Education In Pakistan

This information was compiled by GEI volunteer, Danielle Hoffman.

• Pakistan gained its independence in 1949 from British rule.
• Its population in 1951 was 34 million. In 2005 it was 154 million.
• Prior to British rule, education was free, highly valued and diverse while embracing Islamic teachings. Teachers were free to teach what they felt relevant, and a great deal of trust was placed in these institutions. Education included, among other things, fine arts, drawing, the arts of defense and tactical training, architecture, calligraphy, sculpture medicine, pharmacy and surgery.
• Under British rule, education was reformed and it became restricted to class. Acquaintance with the English language was synonymous with knowledge; the lack of it was considered ignorance.
• With independence, Hindus and Muslims were divided, the latter occupied India, the former, Pakistan. This left Pakistan’s economy, commerce, and educational system in ruins. Many teachers were Indian Hindus. The population surge did nothing but exacerbate the already overwhelmed education sector. At the end of British rule, two types of schools existed: government run and madrassas. The government spends 1.8% of its GDP on schools today. There is a continuous need to increase the defense budget due relations with India, the Kashmir issue, three wars, and East Pakistan’s transformation to Bangladesh. This has been devastating to Pakistan's education funds.
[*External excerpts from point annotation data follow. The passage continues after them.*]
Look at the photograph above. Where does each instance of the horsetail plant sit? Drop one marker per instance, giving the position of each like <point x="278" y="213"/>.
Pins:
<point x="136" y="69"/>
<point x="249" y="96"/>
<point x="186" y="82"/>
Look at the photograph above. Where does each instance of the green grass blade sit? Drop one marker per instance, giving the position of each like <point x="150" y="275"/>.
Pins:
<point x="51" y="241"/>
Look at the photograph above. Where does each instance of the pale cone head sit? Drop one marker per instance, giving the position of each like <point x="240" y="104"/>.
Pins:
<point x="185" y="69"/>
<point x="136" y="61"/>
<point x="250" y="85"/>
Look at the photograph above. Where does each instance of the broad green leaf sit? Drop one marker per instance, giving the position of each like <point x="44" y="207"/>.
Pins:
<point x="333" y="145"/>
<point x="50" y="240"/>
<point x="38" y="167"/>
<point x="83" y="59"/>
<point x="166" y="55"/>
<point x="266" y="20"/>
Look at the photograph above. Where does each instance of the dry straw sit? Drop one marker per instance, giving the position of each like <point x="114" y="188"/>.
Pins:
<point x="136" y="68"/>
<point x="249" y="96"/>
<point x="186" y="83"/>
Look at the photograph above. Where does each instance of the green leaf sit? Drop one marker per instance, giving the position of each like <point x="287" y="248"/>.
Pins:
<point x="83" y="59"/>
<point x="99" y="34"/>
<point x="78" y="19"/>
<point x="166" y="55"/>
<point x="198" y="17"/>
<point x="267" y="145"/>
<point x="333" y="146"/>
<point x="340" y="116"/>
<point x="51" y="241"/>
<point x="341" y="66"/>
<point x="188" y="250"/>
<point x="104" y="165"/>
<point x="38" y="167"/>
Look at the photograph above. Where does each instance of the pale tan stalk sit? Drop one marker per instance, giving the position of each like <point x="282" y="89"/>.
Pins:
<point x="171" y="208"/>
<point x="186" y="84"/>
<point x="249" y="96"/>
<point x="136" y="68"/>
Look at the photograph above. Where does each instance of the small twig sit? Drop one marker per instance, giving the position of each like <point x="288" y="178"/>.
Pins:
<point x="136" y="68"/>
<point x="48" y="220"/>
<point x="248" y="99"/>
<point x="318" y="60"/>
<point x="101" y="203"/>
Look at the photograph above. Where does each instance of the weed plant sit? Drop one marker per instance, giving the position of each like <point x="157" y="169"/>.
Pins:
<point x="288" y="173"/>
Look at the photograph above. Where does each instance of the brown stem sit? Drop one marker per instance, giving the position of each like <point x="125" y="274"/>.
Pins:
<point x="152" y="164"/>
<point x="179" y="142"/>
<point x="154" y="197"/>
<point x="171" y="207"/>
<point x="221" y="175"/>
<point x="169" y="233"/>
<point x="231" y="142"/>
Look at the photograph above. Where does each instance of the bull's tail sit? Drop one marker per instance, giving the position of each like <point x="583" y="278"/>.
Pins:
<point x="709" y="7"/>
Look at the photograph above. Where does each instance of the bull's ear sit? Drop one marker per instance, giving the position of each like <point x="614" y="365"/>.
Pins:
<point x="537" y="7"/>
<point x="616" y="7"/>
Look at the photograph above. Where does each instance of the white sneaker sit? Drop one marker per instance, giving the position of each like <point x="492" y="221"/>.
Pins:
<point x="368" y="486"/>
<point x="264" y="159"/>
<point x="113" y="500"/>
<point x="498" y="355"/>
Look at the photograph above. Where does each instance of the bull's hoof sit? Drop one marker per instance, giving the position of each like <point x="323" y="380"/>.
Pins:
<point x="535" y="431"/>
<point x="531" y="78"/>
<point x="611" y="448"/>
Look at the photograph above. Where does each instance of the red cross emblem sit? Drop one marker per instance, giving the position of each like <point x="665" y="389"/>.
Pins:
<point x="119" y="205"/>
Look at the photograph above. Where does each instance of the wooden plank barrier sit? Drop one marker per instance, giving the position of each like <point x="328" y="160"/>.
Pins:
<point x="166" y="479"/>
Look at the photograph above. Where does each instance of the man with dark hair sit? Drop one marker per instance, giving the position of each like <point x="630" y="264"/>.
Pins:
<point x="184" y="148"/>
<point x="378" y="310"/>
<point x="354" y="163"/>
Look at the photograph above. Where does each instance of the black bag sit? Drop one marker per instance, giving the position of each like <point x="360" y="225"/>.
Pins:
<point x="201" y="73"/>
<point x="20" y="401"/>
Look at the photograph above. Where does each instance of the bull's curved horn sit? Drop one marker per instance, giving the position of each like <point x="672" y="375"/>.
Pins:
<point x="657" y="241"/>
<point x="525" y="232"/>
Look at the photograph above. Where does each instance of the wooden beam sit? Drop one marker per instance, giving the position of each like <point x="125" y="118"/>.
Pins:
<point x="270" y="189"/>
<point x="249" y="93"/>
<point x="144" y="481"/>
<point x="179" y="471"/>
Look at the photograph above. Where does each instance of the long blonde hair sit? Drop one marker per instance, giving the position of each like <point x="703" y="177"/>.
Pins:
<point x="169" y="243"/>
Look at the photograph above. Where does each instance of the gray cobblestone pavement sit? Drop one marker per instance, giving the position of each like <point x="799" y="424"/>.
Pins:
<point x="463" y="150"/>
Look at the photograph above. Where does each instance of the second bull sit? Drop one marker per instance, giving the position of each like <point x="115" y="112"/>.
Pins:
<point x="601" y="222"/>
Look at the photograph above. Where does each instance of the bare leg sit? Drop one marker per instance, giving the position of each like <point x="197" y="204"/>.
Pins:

• A 2005 study done by politician Imran Khan found that 15% of government schools are without proper buildings. This means they may be unsafe, partial or non-existing. 52% are without boundary walls. 40% are without running water. 70% of schools are without electricity. 20% of schools reported do not exist structurally, only on paper. In many cases, these nonexistent schools and teachers are still receiving funds from the government, which are already exhausted.
• Of those schools that do exist structurally, 25% of them are without teachers, 70% of them exist but are closed, and no schools have more than half the teachers they’re suppose to have.
• Only half of the children in Pakistan will ever have access to any formal education. Of those who do have access, half of them will drop out before finishing primary school. Many times, this is due to financial constraints on the family.
• The other types of schools that exist in Pakistan are two types of madrassas (or madrasahas):
1. Maktab: devoted entirely to reading, recitation and learning of the Koran. These schools enable the common man to perform daily religious duties. They are similar to Christian Sunday schools.
2. Madaris: teach strict Islam following as well as Islamic sciences. Once primary school in completed, students learn math and science in secondary school. There is much conflicted information about the threat of madrassas throughout the Islamic world. Claims have been made that madrassas are harboring terrorists and that in some cases, they are terrorists training grounds. There have been valid arguments for both sides.
• The fear is that since Saudi Arabia has invested millions of dollars in madrassas throughout Pakistan, Afghanistan, and other Islamic countries, that they must be teaching fundamentalist Islam. Madrassas currently provide free education, room and board, and in some cases, a stipend for families who are losing money due to lost labor of their children. For many parents, madrassas are the only way their children will see an education.
• Parents who cannot afford to send their children to private school or government run schools must send their children to madrassas, where they are guaranteed an extremely conservative education that is grossly inadequate in terms of being applicable to modern day needs, but an education nonetheless. Figures vary greatly, but there are an estimated 800,000 to 1 million students in madrassas across Pakistan.